The village is served by two roads - the A907, which passes parallel to the north, leading west to Clackmannan, Alloa and Stirling and east to Dunfermline, and the narrower B9037, which passes perpendicular to the village on the west, meeting the A907 to the north and connecting with the A985 near High Valleyfield to the south, passing through the hamlet of Shiresmill.

=== Rail ===

The village was once served by the Stirling and Dunfermline Railway through East Grange railway station but the station closed in 1958.

==Blairhall Colliery==

In the 1870s the Carron Company began producing blackband ironstone at Blairhall Colliery, located to the south of where the village is today.

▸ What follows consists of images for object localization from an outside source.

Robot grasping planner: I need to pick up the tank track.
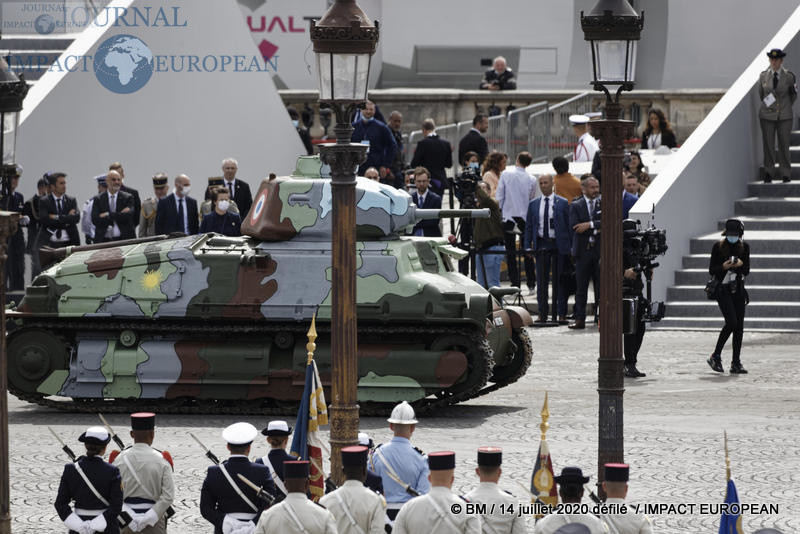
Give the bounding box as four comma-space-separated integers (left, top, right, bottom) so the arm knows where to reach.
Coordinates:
479, 326, 533, 397
8, 319, 500, 416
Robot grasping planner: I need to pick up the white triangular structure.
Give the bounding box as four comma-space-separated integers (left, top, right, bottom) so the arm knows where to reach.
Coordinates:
17, 0, 304, 212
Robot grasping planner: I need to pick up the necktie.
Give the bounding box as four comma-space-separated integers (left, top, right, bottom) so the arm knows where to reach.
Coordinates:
56, 198, 62, 216
418, 195, 424, 208
773, 72, 779, 90
227, 182, 234, 197
177, 197, 185, 232
543, 196, 550, 238
109, 194, 116, 213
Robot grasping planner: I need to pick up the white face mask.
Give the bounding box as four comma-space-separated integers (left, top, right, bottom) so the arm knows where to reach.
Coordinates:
217, 200, 230, 212
180, 185, 191, 196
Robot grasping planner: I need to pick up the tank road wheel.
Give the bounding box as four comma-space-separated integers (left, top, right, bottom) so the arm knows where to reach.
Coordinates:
489, 327, 533, 385
7, 329, 69, 395
429, 333, 493, 398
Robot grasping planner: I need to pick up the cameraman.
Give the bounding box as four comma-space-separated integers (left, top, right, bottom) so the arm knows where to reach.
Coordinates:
474, 181, 505, 288
623, 219, 648, 378
453, 154, 482, 276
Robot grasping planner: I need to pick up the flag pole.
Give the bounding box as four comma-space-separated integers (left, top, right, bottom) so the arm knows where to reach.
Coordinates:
307, 314, 317, 366
724, 430, 731, 481
540, 391, 550, 442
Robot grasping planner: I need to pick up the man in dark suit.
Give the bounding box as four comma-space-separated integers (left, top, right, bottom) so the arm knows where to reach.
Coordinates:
569, 175, 602, 330
38, 172, 80, 249
352, 100, 397, 179
222, 158, 253, 217
2, 165, 28, 291
92, 170, 136, 243
524, 174, 572, 324
200, 422, 275, 534
410, 167, 442, 237
622, 189, 638, 220
109, 162, 141, 229
410, 119, 453, 196
155, 174, 199, 235
458, 114, 489, 166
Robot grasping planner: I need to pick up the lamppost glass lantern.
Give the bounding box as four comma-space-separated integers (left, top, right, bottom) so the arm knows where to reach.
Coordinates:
0, 56, 28, 166
581, 0, 643, 96
310, 1, 379, 106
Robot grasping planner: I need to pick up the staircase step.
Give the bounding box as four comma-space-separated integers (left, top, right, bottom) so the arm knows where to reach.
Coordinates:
682, 254, 800, 269
792, 130, 800, 145
651, 316, 800, 332
666, 301, 800, 318
690, 231, 800, 254
716, 216, 800, 231
792, 147, 800, 163
734, 197, 800, 216
667, 285, 800, 301
675, 268, 800, 285
748, 181, 800, 197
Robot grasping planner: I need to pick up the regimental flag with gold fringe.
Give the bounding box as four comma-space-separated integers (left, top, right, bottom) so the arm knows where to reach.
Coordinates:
290, 315, 329, 502
531, 392, 558, 515
719, 431, 744, 534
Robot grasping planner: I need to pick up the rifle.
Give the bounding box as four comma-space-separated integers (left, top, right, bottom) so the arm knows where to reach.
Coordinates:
48, 427, 133, 528
190, 433, 274, 507
98, 414, 176, 519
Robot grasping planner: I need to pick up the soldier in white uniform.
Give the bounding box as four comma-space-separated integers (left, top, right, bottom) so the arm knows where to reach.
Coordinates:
465, 447, 527, 534
320, 445, 385, 534
533, 467, 607, 534
81, 175, 107, 244
393, 451, 481, 534
570, 115, 599, 163
598, 464, 652, 534
139, 174, 169, 237
113, 413, 175, 534
254, 460, 337, 534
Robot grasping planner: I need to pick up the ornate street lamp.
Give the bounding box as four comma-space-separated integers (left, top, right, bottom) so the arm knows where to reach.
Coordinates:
310, 0, 379, 485
580, 0, 643, 499
0, 52, 27, 534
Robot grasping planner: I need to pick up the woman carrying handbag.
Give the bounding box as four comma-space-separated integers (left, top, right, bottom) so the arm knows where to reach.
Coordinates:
707, 219, 750, 374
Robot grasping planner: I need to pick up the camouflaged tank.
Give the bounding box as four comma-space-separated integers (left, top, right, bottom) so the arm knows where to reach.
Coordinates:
7, 156, 533, 415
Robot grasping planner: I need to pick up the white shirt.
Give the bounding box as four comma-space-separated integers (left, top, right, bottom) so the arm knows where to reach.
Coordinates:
115, 443, 175, 519
393, 486, 481, 534
319, 479, 385, 534
81, 198, 95, 239
254, 493, 337, 534
533, 510, 608, 534
49, 194, 71, 243
174, 194, 189, 234
574, 132, 599, 162
599, 497, 653, 534
496, 166, 539, 222
416, 191, 427, 208
646, 132, 662, 150
464, 482, 528, 534
538, 194, 556, 239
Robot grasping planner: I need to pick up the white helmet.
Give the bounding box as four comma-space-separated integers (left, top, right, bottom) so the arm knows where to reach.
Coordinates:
387, 401, 418, 424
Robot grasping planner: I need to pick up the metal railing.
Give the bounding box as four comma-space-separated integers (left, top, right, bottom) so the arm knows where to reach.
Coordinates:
545, 91, 593, 161
507, 101, 549, 160
528, 106, 551, 162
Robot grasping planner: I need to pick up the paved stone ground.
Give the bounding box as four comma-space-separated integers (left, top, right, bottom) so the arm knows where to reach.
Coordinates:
6, 327, 799, 533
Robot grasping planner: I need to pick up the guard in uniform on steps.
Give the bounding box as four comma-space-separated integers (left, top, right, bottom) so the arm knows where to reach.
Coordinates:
200, 423, 276, 534
369, 401, 430, 531
255, 421, 294, 502
464, 447, 527, 533
254, 461, 337, 534
597, 464, 652, 534
393, 451, 481, 534
111, 413, 175, 534
320, 445, 386, 534
55, 426, 123, 534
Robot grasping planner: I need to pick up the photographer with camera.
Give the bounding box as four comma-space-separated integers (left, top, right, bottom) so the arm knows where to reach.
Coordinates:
707, 219, 750, 374
623, 219, 649, 378
452, 153, 483, 276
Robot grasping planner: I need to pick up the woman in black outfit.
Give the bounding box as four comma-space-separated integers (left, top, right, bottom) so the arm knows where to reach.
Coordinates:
641, 108, 677, 149
707, 219, 750, 374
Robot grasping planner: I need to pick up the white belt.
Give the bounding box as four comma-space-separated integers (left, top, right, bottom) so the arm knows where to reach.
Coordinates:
74, 508, 105, 516
386, 502, 404, 510
225, 512, 257, 521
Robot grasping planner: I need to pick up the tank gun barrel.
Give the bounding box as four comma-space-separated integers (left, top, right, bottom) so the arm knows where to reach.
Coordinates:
415, 208, 490, 220
39, 234, 173, 269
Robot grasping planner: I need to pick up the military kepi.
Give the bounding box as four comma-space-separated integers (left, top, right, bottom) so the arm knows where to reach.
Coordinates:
284, 460, 309, 479
341, 445, 368, 467
767, 48, 786, 59
222, 422, 258, 445
262, 420, 292, 436
152, 173, 168, 187
477, 446, 502, 467
428, 451, 456, 471
604, 463, 629, 482
79, 426, 111, 445
131, 412, 155, 431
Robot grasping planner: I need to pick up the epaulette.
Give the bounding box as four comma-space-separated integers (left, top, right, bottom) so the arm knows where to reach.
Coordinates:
108, 446, 132, 464
159, 449, 174, 469
413, 446, 424, 455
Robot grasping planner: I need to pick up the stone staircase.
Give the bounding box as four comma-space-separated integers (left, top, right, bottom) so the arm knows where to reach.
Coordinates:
657, 131, 800, 331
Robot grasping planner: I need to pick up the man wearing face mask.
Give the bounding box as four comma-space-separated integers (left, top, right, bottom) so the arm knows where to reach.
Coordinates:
200, 187, 241, 237
410, 118, 453, 197
351, 100, 397, 179
155, 174, 199, 236
288, 106, 314, 156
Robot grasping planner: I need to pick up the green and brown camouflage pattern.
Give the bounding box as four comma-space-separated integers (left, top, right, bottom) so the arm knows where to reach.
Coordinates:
7, 156, 532, 410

The colliery was later sold to the Lochgelly Iron Company, then the Coltness Iron Company in 1883. Two new shafts were sunk between 1906 and 1911, which by 1957 were both 567 metres deep, with the downcast and pumping shaft named Lord Bruce and the upcast shaft named Lady Veronica, after the son and daughter of Edward Bruce, Earl of Elgin, respectively.

It was the presence of the colliery which led to the founding of Blairhall village - the miners required residence and in 1913 it was announced 400 new houses would be built, with the village receiving the name Blairhall.

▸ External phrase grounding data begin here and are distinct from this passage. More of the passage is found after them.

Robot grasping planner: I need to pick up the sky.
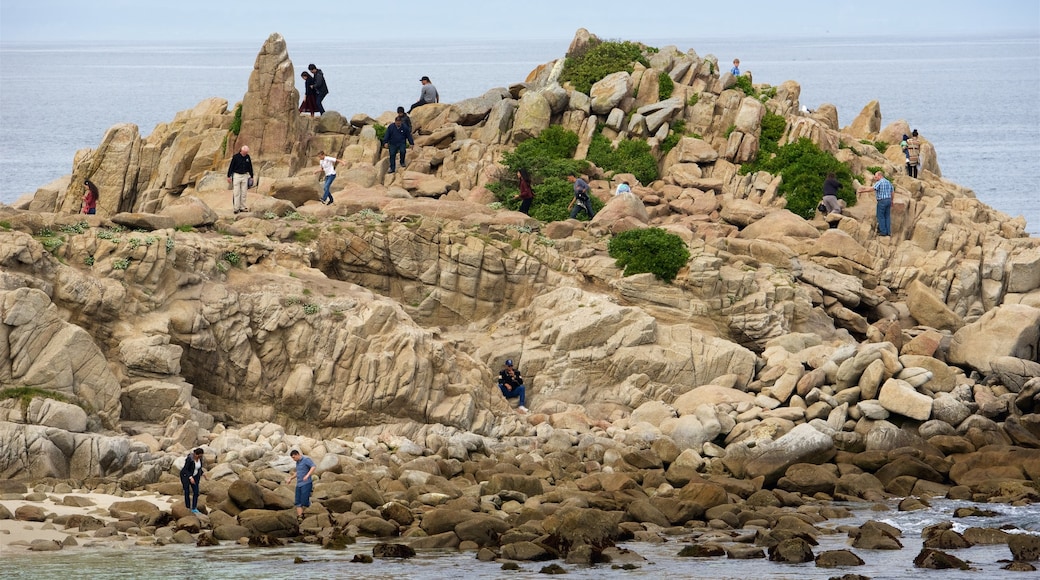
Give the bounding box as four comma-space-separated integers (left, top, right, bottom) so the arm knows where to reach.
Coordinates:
1, 0, 1038, 43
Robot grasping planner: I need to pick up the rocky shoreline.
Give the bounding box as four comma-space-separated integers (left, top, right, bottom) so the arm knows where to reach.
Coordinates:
1, 28, 1039, 575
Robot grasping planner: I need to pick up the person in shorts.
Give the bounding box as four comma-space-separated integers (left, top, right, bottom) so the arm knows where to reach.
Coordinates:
285, 449, 317, 519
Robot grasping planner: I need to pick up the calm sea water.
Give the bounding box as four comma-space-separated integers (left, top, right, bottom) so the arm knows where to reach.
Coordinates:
0, 35, 1037, 234
3, 499, 1039, 578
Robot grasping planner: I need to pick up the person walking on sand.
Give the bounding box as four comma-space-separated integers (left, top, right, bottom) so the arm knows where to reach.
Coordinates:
408, 76, 439, 112
308, 64, 328, 114
226, 145, 254, 213
179, 447, 206, 514
381, 115, 414, 174
513, 168, 534, 215
299, 71, 318, 117
315, 151, 340, 205
567, 174, 595, 220
285, 450, 317, 520
857, 171, 894, 236
497, 359, 528, 413
81, 180, 99, 214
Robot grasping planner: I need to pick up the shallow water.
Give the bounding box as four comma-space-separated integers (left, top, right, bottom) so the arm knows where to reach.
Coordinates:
4, 499, 1038, 579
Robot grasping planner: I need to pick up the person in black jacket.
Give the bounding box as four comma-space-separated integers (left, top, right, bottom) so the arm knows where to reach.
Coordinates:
226, 145, 254, 214
381, 115, 415, 174
179, 447, 206, 514
308, 64, 329, 114
497, 359, 528, 414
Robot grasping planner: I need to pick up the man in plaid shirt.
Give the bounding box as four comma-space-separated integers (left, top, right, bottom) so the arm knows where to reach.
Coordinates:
858, 171, 894, 236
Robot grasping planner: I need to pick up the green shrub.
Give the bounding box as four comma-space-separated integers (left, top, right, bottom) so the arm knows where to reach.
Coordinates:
733, 75, 755, 96
657, 72, 674, 100
608, 228, 691, 283
724, 124, 737, 138
230, 104, 243, 135
866, 165, 884, 175
560, 40, 649, 94
586, 132, 659, 184
741, 137, 857, 219
758, 111, 787, 156
660, 120, 686, 154
858, 138, 890, 153
686, 93, 699, 107
112, 258, 131, 270
294, 228, 319, 243
374, 123, 387, 142
221, 251, 240, 266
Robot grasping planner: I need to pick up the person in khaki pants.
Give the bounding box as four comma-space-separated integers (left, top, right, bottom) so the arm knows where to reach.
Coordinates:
226, 145, 253, 213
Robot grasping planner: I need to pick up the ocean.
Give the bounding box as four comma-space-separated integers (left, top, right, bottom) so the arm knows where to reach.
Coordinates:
0, 34, 1038, 235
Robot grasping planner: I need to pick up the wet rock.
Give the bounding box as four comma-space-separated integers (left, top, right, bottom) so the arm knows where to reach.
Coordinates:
454, 514, 510, 546
1003, 561, 1037, 571
355, 516, 398, 537
913, 548, 970, 570
213, 524, 250, 541
814, 549, 864, 567
850, 520, 903, 550
372, 542, 416, 558
501, 540, 553, 561
768, 537, 815, 563
725, 545, 765, 559
678, 543, 726, 557
922, 528, 972, 549
248, 533, 281, 547
351, 554, 374, 563
196, 531, 219, 546
1009, 533, 1040, 561
28, 539, 62, 551
539, 563, 568, 574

By 1948 the colliery was producing 1,100 tons of coal and ironstone per day and 290,000 tons annually. The colliery had facilities such as baths - the first colliery baths in West Fife and the largest of their kind when built, a canteen and an ambulance room, and all electricity was generated on-site. The site was connected to the Stirling and Dunfermline Railway by a short branch.

In 1952 the National Coal Board began reconstruction of the colliery, aiming to increase daily production to 1,500 tons. This included electrification and the implementation of underground locomotives, and a new coal preparation plant and headframe were installed in 1956.

The colliery closed in 1969.

==Notable people from Blairhall==

- Sir William Bruce, gentleman-architect
- George O'Brien former professional footballer
- George Niven, former professional footballer with Rangers F.C.
- James Syme, former ice hockey player
- Thomas Syme, former ice hockey player
- Kenny Ward (born 1963), former professional footballer
- Charlie Fleming former professional footballer for Sunderland A.F.C.